[Date Prev][Date Next][Thread Prev][Thread Next][Date Index][Thread Index]

Re: [Condor-users] Mysterious Unclaimed resources in cluster

Hi Todd, 

Thanks for your response.  In response to your first question, the execute machines are using UWCS_START, UWCS_SUSPEND, UWCS_PREEMPT, and UWCS_KILL.  

The current run I have and average job length of about 2 hours.

Since posting this morning, I have learned that I can utilize the entire pool by submitting from an additional machine, so the one still has 85 jobs running, and the second one has the rest, and there are no longer any unclaimed resources on the pool.

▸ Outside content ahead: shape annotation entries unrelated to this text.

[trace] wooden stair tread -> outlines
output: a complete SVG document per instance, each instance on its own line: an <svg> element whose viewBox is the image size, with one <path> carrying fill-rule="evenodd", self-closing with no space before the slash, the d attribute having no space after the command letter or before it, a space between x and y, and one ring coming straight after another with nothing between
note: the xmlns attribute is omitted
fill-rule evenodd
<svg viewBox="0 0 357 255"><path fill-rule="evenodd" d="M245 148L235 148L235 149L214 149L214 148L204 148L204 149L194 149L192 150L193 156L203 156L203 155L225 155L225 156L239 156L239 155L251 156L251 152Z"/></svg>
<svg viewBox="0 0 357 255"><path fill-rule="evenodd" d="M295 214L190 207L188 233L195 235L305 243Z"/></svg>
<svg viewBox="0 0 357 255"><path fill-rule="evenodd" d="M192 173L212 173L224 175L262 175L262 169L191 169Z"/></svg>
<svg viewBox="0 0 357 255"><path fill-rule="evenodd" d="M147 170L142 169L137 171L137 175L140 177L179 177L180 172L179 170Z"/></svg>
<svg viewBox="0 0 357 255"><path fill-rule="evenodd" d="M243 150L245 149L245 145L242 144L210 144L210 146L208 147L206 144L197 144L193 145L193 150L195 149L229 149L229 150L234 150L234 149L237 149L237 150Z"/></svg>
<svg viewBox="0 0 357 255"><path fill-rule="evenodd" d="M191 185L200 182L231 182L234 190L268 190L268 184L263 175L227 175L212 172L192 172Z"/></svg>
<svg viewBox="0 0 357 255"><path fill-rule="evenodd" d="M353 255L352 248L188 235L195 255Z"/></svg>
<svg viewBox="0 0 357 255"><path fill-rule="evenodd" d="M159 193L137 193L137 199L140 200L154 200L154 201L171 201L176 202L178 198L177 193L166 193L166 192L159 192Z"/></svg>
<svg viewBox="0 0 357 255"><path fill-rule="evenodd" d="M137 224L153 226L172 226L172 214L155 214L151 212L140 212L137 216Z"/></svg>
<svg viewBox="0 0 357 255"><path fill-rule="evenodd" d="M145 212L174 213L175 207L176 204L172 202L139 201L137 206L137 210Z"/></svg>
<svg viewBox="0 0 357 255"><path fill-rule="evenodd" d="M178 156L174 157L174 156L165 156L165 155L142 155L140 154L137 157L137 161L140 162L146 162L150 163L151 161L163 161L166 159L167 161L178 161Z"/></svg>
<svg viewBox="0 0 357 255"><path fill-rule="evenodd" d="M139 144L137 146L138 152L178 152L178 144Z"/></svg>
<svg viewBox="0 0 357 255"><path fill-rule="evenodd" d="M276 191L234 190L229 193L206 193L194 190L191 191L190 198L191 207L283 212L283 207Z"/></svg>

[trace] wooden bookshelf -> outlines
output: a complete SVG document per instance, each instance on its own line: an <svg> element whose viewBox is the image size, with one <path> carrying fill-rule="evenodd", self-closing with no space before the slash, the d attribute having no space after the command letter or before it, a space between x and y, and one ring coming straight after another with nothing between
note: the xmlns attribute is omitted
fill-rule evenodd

Thanks again for your response.


-----Original Message-----
From: Todd Tannenbaum [mailto:tannenba@xxxxxxxxxxx] 
Sent: Wednesday, January 11, 2012 10:08 AM
To: Condor-Users Mail List
Cc: Eric Abel
Subject: Re: [Condor-users] Mysterious Unclaimed resources in cluster

On 1/11/2012 9:55 AM, Eric Abel wrote:
> I have a follow up to this issue. After additional troubleshooting, I've
> discovered that the unclaimed resources move from one machine to
> another, so I can rule out any Class Ad incompatibility. One thing I
> have noticed, is that the maximum number of Claimed resources seems to
> be about 85-88. Modifying the MaxJobsRunning variable doesn't help.
> Setting it to 50 limits the number of running jobs to 50, but no matter
> how high I set it, the number of running jobs is still about 85.
> Currently I am the only user on the pool, and I am also the
> administrator. If anyone has any log file, command, or utility I can use
> to try to identify the problem, I would much appreciate it.
> Thanks,
> Eric

Some quick thoughts -

What is your START, SUSPEND, PREEMPT, and KILL expressions on your 
execute machines?  (or just post your condor_config file)  Perhaps your 
policy expressions are limiting slot usage due to something like load 
average or keyboard activity.

How long do your jobs typically run?  If many jobs are very short (we 
are talking on the order of a couple seconds), perhaps your submit 
machine is unable to keep more than ~85 machines busy at a time. 
Whenever a job completes, the submit machine needs to do some work - 
pick the next job, spawn (or resue) a new shadow process, update 
classads on disk, etc.  The shorter your jobs, the more work the submit 
machine needs to do, and therefore the more likely it may be a 
bottleneck.  Another related thought - are you also running jobs on your 
submit machine?  If so, perhaps the submit machine is so busy running 
jobs that the schedd is not getting enough CPU/disk/ram/whatever to 
juggle more than ~80 machines at a time, esp if the jobs only run a 
short time...